One hundred years ago, Ukraine was in a much worse strategic situation than it is today. The republic was very young, and it was in the throes of growing pains. Regional administrations were weak, the army undisciplined, and large cities were populated by mostly disloyal to the UNR people. The authorities made crucial mistakes, and the aggressor used them to spread powerful and masterful propaganda.

Today, Ukraine and the West are conscious of Russia’s threats and propaganda.

A hundred years ago the war against Ukraine was won by propagandists. Under their influence, many Ukrainian troops refused to fight and sided with the enemy, revolting in the rear and thus dividing the few remaining loyal forces.

The lack of international support for the UNR

Ukraine Russian invasion 1917
A unique map of Ukraine, published almost 100 years ago and preserved in the Czech Republic, depicts the Ukrainian liberation movement and Ukraine’s struggle to preserve its statehood during the Ukrainian People’s Republic (the UNR was declared on June 10, 1917). Czech experts assert that Ukraine’s attempts to build an independent state were not successful because of the lack of support from leading Western powers, and they advise Ukrainians not to forget this historic lesson in terms of Russia’s ongoing aggression in Eastern Ukraine. For an explanation of the figures on the map, see here

Matters were no better for the UNR on the international arena. During the first Bolshevik aggression, the front line of World War I was still present in the western regions of Ukraine. There were no battles, but demoralized and angry soldiers from the former Russian Empire emerged from the trenches and destabilized the Ukrainian rear. A year later, during Russia’s second invasion, Ukraine had to fight against Poland in the same regions.

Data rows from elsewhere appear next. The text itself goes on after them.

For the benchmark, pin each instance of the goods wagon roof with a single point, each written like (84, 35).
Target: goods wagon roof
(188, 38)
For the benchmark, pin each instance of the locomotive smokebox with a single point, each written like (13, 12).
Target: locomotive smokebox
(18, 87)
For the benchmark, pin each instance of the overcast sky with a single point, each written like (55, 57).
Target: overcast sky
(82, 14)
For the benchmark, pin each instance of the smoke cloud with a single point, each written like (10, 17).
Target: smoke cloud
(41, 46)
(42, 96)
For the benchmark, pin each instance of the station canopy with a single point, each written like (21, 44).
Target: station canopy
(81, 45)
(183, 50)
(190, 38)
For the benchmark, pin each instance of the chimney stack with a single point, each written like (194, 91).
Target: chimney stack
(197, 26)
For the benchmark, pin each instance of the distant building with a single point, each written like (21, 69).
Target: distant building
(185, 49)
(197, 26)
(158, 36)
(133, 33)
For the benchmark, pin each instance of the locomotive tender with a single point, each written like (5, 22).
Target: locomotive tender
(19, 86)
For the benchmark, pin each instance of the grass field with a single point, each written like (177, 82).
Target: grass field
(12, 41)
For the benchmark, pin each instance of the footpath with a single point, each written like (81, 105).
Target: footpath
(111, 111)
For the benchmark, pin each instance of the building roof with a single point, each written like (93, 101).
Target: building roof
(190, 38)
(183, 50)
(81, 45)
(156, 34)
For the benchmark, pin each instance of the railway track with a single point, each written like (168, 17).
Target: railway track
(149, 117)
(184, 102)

The democratic countries, united by the Entente, were skeptical, suspicious, and often hostile to the UNR.

In fact, the UNR was isolated and unable to obtain weapons, ammunition, and medicine from abroad. The Entente issued ultimatums, demanding that Ukraine yield to Poland or obey “white” anti-Bolshevik Russia.

Despite the fact that The UNR found itself in such unfavorable circumstances, the Russian invasions were not able to subdue the Ukrainian army all in one go.

As mentioned earlier, after the loss of their capital, UNR troops retreated to the right bank of the Dnipro River. There, on the last controlled territory, they managed to gather the will and strength for a counteroffensive to return to Kyiv. This happened in March 1918, and then again in August 1919.

Ukrainian warriors in liberated Kyiv, March 1918. Credit: Ukraine’s Institute for National Remembrance

The Ukrainians reorganized their army, found allies, and took advantage of a more favorable international situation. They fought until they had no more strength left to resist.

Modern Ukraine feels much more confident than the UNR.

It has been independent for 30 years; the Armed Forces of Ukraine have been building up their strength and skills for eight years; Ukrainian soldiers are battle-hardened with years of experience on the contact line. Ukrainian society is more consolidated than ever before.

Kyiv, which was the Achilles’ heel of the first republic (it rebelled against the government), has become a stronghold of democratic Ukraine, as evidenced by the Revolution of Dignity in 2014.

Ukraine is no longer isolated but enjoys the sympathy and full support of the West. Leaders and diplomats of leading countries stand up for Ukraine and declare their support both loudly and publicly. Western governments issue positive decisions in favor of Kyiv. They supply weapons and other material needed to fight and repel the aggressor.

In contrast to 100 years ago, Ukrainians no longer trust the flow of hostile propaganda and disinformation. Together with international partners, they develop effective strategies to combat lies and hybrid threats.

So, with this in mind, doesn’t it seem that Ukraine has a good chance of winning today?

Maksym Maiorov is an analyst at the Centre for Strategic Communication and Information Security. He worked at the Ukrainian Institute of National Remembrance during 2014-2021.